When it comes to winnings from gambling, tax laws vary from country to country, especially in the area of online casino gambling, which is still largely unregulated. Some countries make a distinction between casual winnings and income made from professional gambling. While these are obviously very different, it is hard to draw a line between them.

How Winnings are Taxed in Canada

In Canada, the tax law defines taxable winnings as income from a source. The problem is that there is no easy determinant in place for establishing where, when, and how this phrase should be understood. Most people in Canada will never owe tax on their online casino winnings in terms of the practical application of this law. Gambling winnings are considered windfalls, and so are exempt from taxation.

The vagueness increases, however, for those who make a good-sized portion of their income from online and mobile casino gambling, which is very often true for pro poker players. If someone is consistently making a profit from gambling and spends a large amount of their time doing so, it could quite rightly be claimed that they are running a business, which would make the winnings taxable. It has also been asserted that, in order for gambling winnings to be taxed there needs to be evidence that they were accrued as a result of more than just a lucky streak, and that the gambler is using a workable system to minimise risk and optimise profit.

Reasonable Expectations of Taxation

In order to address the question of whether or not gambling should be considered a type of income or business, the Supreme Court in Canada has ruled that those players need to have a reasonable expectation of making a profit, or the pursuit of profit. This requirement needs to be met to decide whether the losses from a business can be deducted or not. If this expectation is met, then taxes must be paid on winnings, because losses are being claimed against.

The application of the theory of a player pursuing profit means that players can be seen as running a business, and the money they bet becomes an investment. Should this end in a loss, this can be used to offset the tax money owed. However, when gambling is a personal pastime, it’s difficult to prove that profit is being pursued. Players are thus exempt from taxation if they are able to prove that the Canadian online casino games they spend time enjoying are purely for fun.

Examples of the Ambiguity of Tax Law

A case that illustrates the problem regarding taxation on winnings in Canada is that of the Leblanc brothers. They played sports lotteries in Ontario and Quebec, and frequently enjoyed big wins. They also spent a lot of money pursuing this pastime, and developed a system for analysing bets and also negotiated a discount on ticket prices for bulk buys. Canada treated the brothers’ activities like a business, as it was operating with the intention of generating profit.
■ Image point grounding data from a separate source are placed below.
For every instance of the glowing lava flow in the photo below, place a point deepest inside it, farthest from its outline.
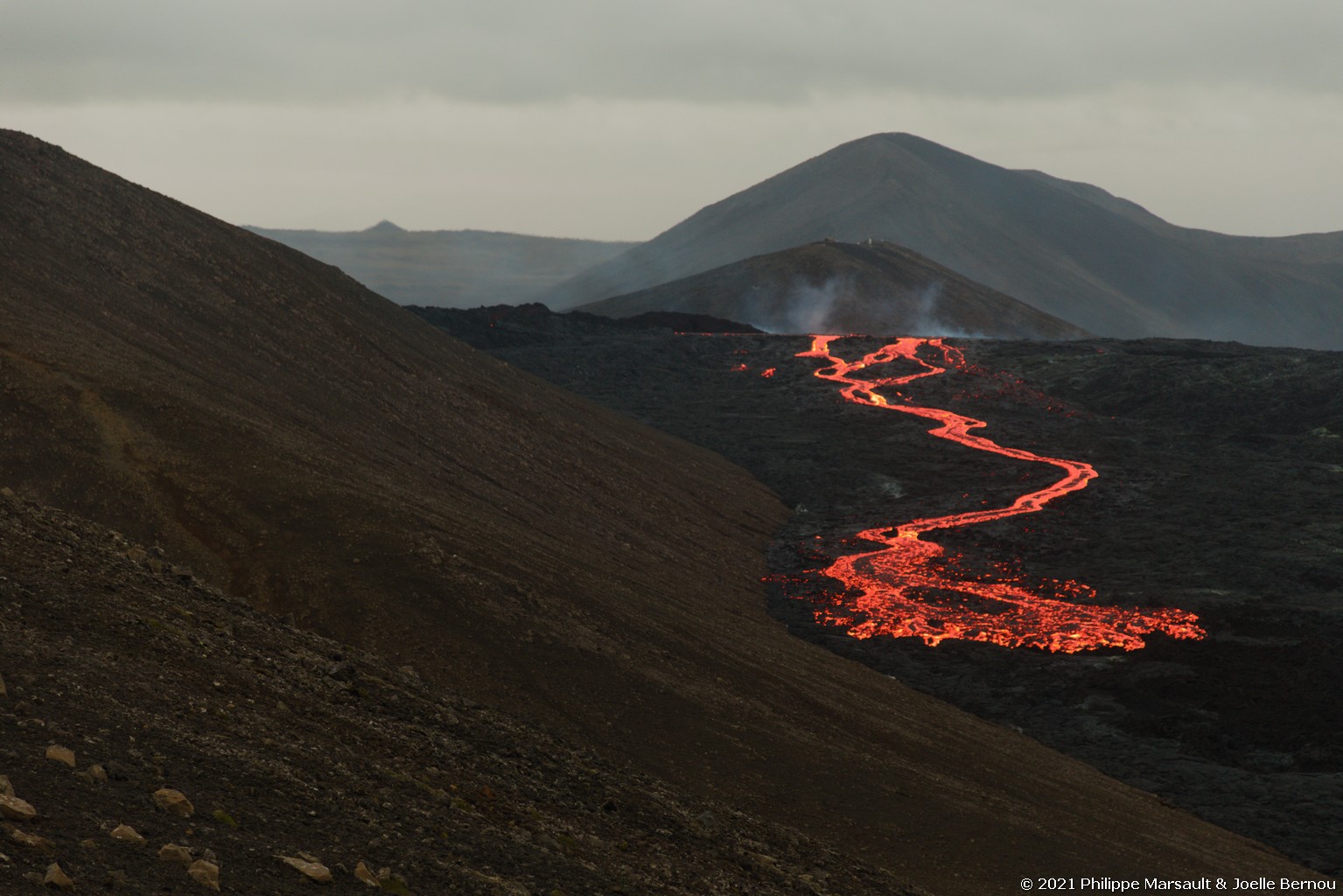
(903, 590)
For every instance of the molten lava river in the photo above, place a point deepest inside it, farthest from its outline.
(909, 589)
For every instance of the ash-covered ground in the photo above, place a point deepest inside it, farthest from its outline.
(1220, 492)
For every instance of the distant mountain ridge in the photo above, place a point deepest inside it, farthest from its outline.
(845, 288)
(1071, 250)
(449, 268)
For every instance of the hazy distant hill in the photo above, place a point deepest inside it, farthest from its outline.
(1068, 248)
(449, 268)
(323, 453)
(845, 288)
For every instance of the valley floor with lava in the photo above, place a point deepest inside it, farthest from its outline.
(1220, 492)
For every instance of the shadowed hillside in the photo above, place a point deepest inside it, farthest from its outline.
(320, 452)
(449, 268)
(845, 288)
(1071, 250)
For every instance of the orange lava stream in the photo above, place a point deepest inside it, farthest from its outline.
(903, 589)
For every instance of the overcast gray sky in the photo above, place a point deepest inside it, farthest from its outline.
(615, 120)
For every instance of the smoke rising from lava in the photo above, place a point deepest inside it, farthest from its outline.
(840, 303)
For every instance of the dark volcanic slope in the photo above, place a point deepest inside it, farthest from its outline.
(449, 268)
(323, 453)
(1071, 250)
(289, 743)
(845, 288)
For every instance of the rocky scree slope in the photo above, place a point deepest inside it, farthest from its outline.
(288, 745)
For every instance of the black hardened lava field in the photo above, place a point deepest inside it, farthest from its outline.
(1198, 567)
Steven Cohen, on the other hand, was not able to garner this classification. In 2011 he wanted to claim losses from Poker play, stating that he was a full-time player and this made him a business. The court did not agree, asserting that there was an element of personal consumption to his gambling, and he was not able to get any kind of tax deduction on the money he had lost.

Laws Open to Interpretation

In Canada there is no established framework for analysing gambling income and losses in terms of taxability, so you can enjoy playing at an online casino with peace of mind. If you are headed to pro status, however, seek out guidance to determine if any of your winnings are taxable and to see if you qualify for deductions.